A federal appeals court has granted a motion to stay Thursday night’s scheduled execution of Vernon Madison, who was convicted in the 1985 murder of Mobile, Alabama police officer Julius Schulte.

The court granted a stay in order to hear arguments that he is incompetent to be executed after a series of strokes. Madison, who is now 65 years old, was scheduled to be executed at 6 p.m. by lethal injection at Holman Correctional Facility in Atmore.

“As a result of vascular dementia and memory deficits, he no longer understands why the State of Alabama seeks to execute him,” attorneys for Madison wrote in a brief Wednesday. “In finding him competent, the state court unreasonably imposed a standard more restrictive than what the law requires and failed to consider critical facts of Mr.

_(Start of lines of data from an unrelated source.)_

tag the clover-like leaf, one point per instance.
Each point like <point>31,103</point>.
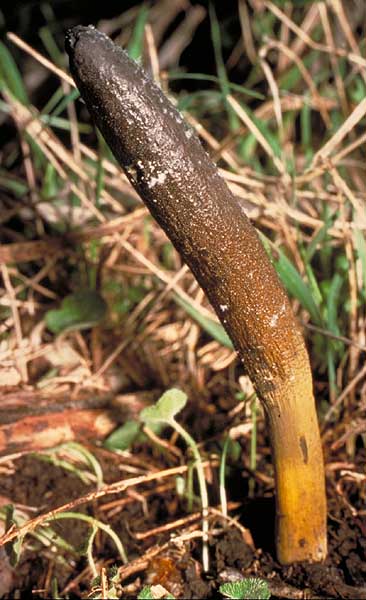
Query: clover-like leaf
<point>78,311</point>
<point>246,589</point>
<point>164,411</point>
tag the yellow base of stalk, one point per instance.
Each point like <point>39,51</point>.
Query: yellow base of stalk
<point>299,473</point>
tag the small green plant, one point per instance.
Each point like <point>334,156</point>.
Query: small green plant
<point>150,592</point>
<point>164,411</point>
<point>78,311</point>
<point>246,589</point>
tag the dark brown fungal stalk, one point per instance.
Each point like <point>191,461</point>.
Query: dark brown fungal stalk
<point>180,185</point>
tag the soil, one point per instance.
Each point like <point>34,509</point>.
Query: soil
<point>44,486</point>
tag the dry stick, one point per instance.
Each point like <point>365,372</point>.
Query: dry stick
<point>183,190</point>
<point>113,488</point>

Madison’s dementia and retrograde amnesia.”

His attorneys argued that he has suffered multiple strokes over the last year that lowered his IQ to 72, led to dementia and left him blind and unable to walk on his own.

The U.S. 11th Circuit Court of Appeals granted the stay less than 12 hours before his scheduled execution. The court’s decision reversed U.S. District Judge Kristi DuBose’s decision this week to uphold the Mobile County Circuit Court’s decision last month that found Madison competent to face his execution.

“This is … the first time that any state or federal court has had the opportunity to consider Madison’s claim that his execution is prohibited by the Eighth Amendment,” the court’s ruling stated. “This claim could not have been raised before Madison’s execution became imminent, and only the Alabama trial court and the district court have reviewed Madison’s claim.”

Now, Madison’s attorneys must file briefs addressing the aforementioned issues by May 27, while the attorney general’s office has until June 10. Madison’s attorneys have to reply by June 17.

Each side will be allowed a 30-minute oral argument in Atlanta on June 23.

Schulte was killed by Madison when responding to a domestic disturbance call. Madison, who shot Schulte point blank in the head, was on parole at the time.

It took three trials to get a ruling in Madison’s case. A jury finally sentenced Madison to life in prison in 1994 after hearing evidence of mental illness, but Mobile County Circuit Judge Ferrill McRae overrode the jury’s decision and imposed a death sentence.